[PATCH] nvme-multipath: implement active-active round-robin path selector

From: Baegjae Sung
Date: Tue Mar 27 2018 - 00:39:15 EST


Some storage environments (e.g., dual-port NVMe SSD) provide higher
performance when using multiple paths simultaneously. Choosing a
path from multiple paths in a round-robin fashion is a simple and
efficient way to meet these requirements.

We implement the active-active round-robin path selector that
chooses the path that is NVME_CTRL_LIVE and next to the previous
path. By maintaining the structure of the active-standby path
selector, we can easily switch between the active-standby path
selector and the active-active round-robin path selector.

Example usage)
# cat /sys/block/nvme0n1/mpath_policy
[active-standby] round-robin
# echo round-robin > /sys/block/nvme0n1/mpath_policy
# cat /sys/block/nvme0n1/mpath_policy
active-standby [round-robin]

Below are the results from a physical dual-port NVMe SSD using fio.

(MB/s) active-standby round-robin
Random Read (4k) 1,672 2,640
Sequential Read (128k) 1,707 3,414
Random Write (4k) 1,450 1,728
Sequential Write (128k) 1,481 2,708

A single thread was used for sequential workloads and 16 threads
were used for random workloads.
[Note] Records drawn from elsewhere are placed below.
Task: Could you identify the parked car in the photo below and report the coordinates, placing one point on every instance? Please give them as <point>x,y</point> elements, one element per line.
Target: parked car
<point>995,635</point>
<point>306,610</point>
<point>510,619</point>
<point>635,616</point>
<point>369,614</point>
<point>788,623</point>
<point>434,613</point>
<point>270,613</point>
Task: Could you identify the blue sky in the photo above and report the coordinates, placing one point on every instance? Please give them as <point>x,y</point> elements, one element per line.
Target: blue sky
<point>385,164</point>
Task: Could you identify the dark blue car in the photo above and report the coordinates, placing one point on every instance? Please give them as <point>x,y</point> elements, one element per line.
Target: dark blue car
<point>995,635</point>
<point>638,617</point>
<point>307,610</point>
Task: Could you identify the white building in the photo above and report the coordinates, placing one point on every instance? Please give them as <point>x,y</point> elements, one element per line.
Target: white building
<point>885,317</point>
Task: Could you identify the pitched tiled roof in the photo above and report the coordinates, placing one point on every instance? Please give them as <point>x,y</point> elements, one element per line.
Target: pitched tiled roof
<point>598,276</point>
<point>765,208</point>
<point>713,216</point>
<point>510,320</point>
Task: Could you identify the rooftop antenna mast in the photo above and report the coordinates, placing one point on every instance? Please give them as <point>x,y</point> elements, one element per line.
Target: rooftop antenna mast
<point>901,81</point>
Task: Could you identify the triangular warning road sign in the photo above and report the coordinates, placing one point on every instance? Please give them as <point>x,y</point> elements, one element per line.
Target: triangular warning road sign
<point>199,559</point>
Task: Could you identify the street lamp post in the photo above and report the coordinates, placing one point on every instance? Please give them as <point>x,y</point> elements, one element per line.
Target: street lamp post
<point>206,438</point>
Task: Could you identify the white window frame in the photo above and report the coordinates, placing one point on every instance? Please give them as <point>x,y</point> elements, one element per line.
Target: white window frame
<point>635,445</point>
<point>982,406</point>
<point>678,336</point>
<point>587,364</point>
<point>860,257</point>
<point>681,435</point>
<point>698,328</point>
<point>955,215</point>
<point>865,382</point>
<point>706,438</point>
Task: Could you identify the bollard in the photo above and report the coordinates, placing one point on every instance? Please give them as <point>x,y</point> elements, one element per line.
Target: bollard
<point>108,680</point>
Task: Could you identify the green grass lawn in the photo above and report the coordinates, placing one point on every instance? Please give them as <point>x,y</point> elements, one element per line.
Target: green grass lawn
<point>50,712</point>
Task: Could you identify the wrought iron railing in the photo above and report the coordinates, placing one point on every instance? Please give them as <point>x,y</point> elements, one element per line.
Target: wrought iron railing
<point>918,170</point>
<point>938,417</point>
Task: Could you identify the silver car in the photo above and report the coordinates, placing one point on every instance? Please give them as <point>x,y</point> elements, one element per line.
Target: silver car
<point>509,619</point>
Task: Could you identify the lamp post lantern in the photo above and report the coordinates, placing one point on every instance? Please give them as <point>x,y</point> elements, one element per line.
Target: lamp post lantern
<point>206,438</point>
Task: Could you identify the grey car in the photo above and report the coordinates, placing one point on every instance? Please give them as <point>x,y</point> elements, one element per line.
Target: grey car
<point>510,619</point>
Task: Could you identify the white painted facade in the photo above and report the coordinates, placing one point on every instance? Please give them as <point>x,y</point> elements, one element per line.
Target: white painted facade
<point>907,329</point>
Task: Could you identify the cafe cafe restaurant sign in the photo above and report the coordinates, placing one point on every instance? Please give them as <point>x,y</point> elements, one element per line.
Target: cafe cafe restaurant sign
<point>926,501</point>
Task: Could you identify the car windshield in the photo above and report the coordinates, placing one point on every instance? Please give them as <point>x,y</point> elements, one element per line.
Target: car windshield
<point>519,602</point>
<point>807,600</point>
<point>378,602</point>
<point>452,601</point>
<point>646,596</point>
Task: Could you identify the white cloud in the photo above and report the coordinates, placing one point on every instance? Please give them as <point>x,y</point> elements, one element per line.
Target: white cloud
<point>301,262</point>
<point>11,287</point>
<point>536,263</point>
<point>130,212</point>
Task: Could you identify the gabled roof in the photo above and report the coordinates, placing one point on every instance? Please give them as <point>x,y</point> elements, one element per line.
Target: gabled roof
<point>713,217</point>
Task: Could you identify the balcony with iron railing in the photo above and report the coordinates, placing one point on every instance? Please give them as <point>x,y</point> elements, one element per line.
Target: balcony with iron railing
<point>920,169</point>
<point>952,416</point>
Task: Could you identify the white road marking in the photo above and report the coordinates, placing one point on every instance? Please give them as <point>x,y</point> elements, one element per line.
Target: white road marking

The queue depth for each thread
was 64.

Signed-off-by: Baegjae Sung <baegjae@xxxxxxxxx>
---
drivers/nvme/host/core.c | 49 +++++++++++++++++++++++++++++++++++++++++++
drivers/nvme/host/multipath.c | 45 ++++++++++++++++++++++++++++++++++++++-
drivers/nvme/host/nvme.h | 8 +++++++
3 files changed, 101 insertions(+), 1 deletion(-)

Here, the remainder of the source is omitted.